Speedrunning is the practice of completing games or specific objectives as quickly as possible, using optimized strategies, glitches and precise execution. Community events like Games Done Quick showcase top runs and raise money for charity
Overview
Speedrunning transforms single‑player games into competitive time trials by defining categories, rules and leaderboards that let runners compare performances. Categories may restrict tool assistance, require completion of all objectives, or allow any exploits, giving variety and structure to the pursuit.
Techniques and strategy
Runners use frame‑perfect inputs, route optimisation, precise movement and discovered glitches or sequence breaks to save time. Practice, analysis and community documentation turn individual discoveries into standard techniques that others learn and refine to chase world records.

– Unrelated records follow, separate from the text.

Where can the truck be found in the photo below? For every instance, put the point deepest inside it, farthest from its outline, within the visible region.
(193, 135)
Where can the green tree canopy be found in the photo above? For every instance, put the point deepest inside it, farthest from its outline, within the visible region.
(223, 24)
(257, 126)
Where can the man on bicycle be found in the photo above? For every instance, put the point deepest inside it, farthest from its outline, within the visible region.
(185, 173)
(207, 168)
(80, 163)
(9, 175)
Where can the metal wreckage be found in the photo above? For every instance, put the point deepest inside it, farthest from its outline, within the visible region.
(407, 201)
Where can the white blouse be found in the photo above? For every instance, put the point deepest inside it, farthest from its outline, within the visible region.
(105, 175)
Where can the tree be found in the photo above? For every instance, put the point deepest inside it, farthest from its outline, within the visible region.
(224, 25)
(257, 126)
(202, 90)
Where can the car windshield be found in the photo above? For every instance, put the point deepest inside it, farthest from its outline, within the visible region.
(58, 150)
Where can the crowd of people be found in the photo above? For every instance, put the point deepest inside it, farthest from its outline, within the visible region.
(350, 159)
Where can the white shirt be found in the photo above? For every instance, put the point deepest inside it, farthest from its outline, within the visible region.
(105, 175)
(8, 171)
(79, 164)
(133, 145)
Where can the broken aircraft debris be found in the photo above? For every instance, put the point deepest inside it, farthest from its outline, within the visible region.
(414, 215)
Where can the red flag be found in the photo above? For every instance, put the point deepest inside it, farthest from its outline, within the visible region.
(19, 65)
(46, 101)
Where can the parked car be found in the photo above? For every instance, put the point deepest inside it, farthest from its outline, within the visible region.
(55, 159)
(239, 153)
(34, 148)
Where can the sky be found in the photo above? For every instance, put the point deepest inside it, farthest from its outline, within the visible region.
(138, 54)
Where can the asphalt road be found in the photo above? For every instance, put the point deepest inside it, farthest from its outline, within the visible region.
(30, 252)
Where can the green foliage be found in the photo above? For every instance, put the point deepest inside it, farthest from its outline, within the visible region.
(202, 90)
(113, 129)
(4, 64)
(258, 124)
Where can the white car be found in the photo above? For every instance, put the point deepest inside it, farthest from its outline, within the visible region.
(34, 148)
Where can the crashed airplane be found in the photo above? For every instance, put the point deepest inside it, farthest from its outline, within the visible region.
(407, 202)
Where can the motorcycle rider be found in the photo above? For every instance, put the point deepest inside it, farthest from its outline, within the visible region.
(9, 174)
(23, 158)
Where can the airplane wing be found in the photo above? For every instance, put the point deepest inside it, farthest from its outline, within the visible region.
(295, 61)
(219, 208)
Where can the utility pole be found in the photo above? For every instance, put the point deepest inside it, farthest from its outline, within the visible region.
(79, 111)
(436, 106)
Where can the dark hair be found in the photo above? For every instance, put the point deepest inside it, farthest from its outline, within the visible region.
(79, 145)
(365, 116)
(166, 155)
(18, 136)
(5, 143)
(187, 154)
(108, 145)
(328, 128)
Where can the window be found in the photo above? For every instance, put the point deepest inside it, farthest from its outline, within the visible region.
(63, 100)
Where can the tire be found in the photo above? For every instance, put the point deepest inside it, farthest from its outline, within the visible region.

Communities and verification
Active communities maintain rulesets, category definitions and verification processes to ensure runs are fair and reproducible. Runs are typically recorded, streamed or submitted for review, and leaderboards track official world records and personal bests.
Events and charity marathons
Live events such as Games Done Quick gather top runners to perform record attempts on stream, often interleaved with commentary, panels and incentives. These marathons highlight skill, entertain large audiences and frequently raise substantial funds for charities.
Cultural impact
Speedrunning has turned deep knowledge of games into spectator entertainment, inspired tool‑assisted analysis and modding, and fostered collaborative discovery. It bridges solitary mastery and shared spectacle, creating a global scene where players, commentators and fans celebrate ingenuity and precision.
Takeaway
By turning games into races, speedrunning rewards creativity, technical skill and community collaboration, while charity marathons demonstrate how competitive play can also achieve meaningful social impact.